Weitere Unterstützungsmaßnahmen seien erforderlich, um die Auswirkungen der hohen Energiepreise auf Menschen und Unternehmer zu lindern, sagte Herr Sanan.
UNGEWÖHNLICHE AUSSICHTEN
Ronnarong Phoolpipat, Generaldirektor des Büros für Handelspolitik und -strategie, sagte, trotz eines starken Anstiegs der Inflation werde Thailand dieses Jahr wahrscheinlich nicht in eine Stagflation geraten, da sich die Wirtschaft verbessern sollte und die Ausbrüche von Covid-19 voraussichtlich im April und Mai nachlassen werden. Auch der Russland-Ukraine-Konflikt solle durch Verhandlungen beigelegt werden.
„Trotz des eskalierenden Konflikts, der einen Anstieg der weltweiten Ölpreise, Erdgas und Rohstoffe auslöste, erwarten wir, dass Thailand diese schwierige Zeit überstehen wird. Die Wiedereröffnung des Landes für geimpfte Besucher und die Wiederherstellung der vollständigen diplomatischen Beziehungen zu Saudi-Arabien zum ersten Mal seit drei Jahrzehnten wird erwartet, dass die Zahl ausländischer Touristen erhöht und die Arbeitslosenquote gesenkt werden", sagte Herr Ronnarong.
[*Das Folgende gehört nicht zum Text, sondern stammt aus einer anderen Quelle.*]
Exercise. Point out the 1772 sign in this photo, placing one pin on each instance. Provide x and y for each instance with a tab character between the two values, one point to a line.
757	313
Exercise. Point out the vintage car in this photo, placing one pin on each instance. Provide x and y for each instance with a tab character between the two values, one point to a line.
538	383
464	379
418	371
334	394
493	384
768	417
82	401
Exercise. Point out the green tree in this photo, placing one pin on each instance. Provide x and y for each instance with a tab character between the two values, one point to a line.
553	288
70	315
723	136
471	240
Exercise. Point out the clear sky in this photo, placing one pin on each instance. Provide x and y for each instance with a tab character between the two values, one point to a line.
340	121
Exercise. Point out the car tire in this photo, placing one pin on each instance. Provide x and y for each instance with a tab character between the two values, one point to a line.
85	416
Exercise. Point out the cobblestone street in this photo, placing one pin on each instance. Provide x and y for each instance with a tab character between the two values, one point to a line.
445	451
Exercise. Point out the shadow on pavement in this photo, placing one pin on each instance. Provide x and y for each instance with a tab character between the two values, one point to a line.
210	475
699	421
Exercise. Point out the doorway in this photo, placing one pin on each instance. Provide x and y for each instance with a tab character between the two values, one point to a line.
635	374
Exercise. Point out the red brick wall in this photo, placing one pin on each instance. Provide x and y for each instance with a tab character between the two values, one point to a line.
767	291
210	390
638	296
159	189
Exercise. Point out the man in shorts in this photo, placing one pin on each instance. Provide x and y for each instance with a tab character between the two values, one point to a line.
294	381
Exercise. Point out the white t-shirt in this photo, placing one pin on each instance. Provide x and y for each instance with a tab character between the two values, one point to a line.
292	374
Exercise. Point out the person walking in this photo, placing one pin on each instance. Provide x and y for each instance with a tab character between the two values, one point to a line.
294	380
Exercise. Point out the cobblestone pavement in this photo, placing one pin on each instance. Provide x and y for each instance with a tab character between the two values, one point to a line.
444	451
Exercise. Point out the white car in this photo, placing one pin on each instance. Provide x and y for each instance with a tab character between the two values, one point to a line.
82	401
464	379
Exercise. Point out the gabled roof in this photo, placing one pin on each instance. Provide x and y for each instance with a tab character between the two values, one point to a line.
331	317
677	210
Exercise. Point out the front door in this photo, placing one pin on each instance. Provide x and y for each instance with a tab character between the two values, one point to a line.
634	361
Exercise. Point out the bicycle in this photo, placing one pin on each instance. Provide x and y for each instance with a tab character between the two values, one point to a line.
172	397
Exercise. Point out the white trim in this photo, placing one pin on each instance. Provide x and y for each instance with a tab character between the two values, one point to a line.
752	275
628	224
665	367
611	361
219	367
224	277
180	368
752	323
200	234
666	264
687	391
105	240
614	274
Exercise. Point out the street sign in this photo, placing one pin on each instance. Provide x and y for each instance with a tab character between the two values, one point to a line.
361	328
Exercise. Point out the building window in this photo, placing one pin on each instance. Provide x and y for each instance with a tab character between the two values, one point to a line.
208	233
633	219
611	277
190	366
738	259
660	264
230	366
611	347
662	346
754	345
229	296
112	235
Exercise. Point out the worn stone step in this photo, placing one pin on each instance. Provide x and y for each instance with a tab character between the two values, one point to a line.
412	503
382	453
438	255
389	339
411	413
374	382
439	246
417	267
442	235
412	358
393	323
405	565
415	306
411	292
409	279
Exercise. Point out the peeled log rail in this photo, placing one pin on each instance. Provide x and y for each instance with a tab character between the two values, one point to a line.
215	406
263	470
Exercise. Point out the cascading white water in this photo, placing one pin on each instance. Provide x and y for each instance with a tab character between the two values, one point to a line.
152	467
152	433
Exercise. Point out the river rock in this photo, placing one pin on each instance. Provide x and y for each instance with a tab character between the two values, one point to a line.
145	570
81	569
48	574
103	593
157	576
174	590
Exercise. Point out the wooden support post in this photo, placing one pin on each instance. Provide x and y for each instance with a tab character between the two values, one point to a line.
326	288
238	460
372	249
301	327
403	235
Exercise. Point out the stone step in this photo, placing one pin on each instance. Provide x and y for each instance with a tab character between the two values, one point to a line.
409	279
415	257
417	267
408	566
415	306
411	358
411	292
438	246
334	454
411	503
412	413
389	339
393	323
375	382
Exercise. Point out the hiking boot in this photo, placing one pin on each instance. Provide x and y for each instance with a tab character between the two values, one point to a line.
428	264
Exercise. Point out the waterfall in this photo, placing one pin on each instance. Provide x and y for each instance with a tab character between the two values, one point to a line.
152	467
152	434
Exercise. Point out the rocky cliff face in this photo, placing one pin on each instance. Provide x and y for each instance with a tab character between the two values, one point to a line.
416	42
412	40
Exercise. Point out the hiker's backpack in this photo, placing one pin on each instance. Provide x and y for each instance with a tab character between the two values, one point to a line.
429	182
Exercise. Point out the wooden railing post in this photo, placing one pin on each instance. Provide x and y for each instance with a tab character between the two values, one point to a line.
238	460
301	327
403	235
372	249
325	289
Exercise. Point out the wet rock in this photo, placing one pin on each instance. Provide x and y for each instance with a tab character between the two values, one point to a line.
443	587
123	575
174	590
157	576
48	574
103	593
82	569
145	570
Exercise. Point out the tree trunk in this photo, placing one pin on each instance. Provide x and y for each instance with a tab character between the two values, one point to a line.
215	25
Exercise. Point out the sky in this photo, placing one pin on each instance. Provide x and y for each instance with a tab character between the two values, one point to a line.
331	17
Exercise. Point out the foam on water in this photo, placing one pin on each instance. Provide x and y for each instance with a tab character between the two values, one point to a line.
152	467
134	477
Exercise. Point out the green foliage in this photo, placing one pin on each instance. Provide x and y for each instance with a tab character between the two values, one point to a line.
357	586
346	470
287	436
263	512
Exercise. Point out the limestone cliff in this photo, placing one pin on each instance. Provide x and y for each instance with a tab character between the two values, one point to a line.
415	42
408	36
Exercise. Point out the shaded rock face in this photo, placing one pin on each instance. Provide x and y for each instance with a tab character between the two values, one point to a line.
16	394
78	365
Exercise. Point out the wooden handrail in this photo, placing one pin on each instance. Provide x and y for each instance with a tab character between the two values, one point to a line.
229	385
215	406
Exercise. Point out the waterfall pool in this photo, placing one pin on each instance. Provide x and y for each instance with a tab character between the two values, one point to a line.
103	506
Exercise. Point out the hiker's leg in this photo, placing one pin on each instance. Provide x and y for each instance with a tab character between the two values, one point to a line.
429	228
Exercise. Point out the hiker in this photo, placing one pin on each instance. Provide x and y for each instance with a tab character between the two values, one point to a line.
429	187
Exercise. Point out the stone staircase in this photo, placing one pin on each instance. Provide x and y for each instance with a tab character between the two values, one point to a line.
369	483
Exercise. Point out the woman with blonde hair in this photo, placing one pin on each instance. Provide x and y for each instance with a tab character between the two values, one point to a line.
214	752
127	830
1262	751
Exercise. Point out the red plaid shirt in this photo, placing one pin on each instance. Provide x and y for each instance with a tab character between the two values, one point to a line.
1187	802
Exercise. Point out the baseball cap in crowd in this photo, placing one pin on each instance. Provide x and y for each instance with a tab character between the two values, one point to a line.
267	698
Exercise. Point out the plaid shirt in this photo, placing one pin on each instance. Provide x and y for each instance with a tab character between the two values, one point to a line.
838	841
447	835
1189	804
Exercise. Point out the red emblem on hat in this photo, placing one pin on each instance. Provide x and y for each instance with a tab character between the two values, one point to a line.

Er sagte, die Arbeitssituation habe sich von den Auswirkungen von Covid-19 zu erholen begonnen, wobei die Arbeitslosenquote im vierten Quartal 2021 auf 1,64% gesunken sei, was 632.000 Menschen entspricht, gegenüber 2,25% oder 871.000 Menschen im Vorquartal.
Laut dem jüngsten Bericht des National Economic and Social Development Council (NESDC) hatte das Land im vierten Quartal 2021 38,6 Millionen Menschen im erwerbsfähigen Alter, was einem Rückgang von 1,2% gegenüber 39,1 Millionen im gleichen Quartal 2020 entspricht. 37,9 Millionen Menschen waren erwerbstätig, ein Rückgang von 1% gegenüber 38,3 Millionen im Vorjahresquartal.
Für 2021 stieg die Arbeitslosenquote laut NESDC von 1,69% oder 651.000 Personen im Jahr 2020 auf 1,93%, was 748.000 Personen entspricht, als Folge der kumulativen Auswirkungen der Pandemie.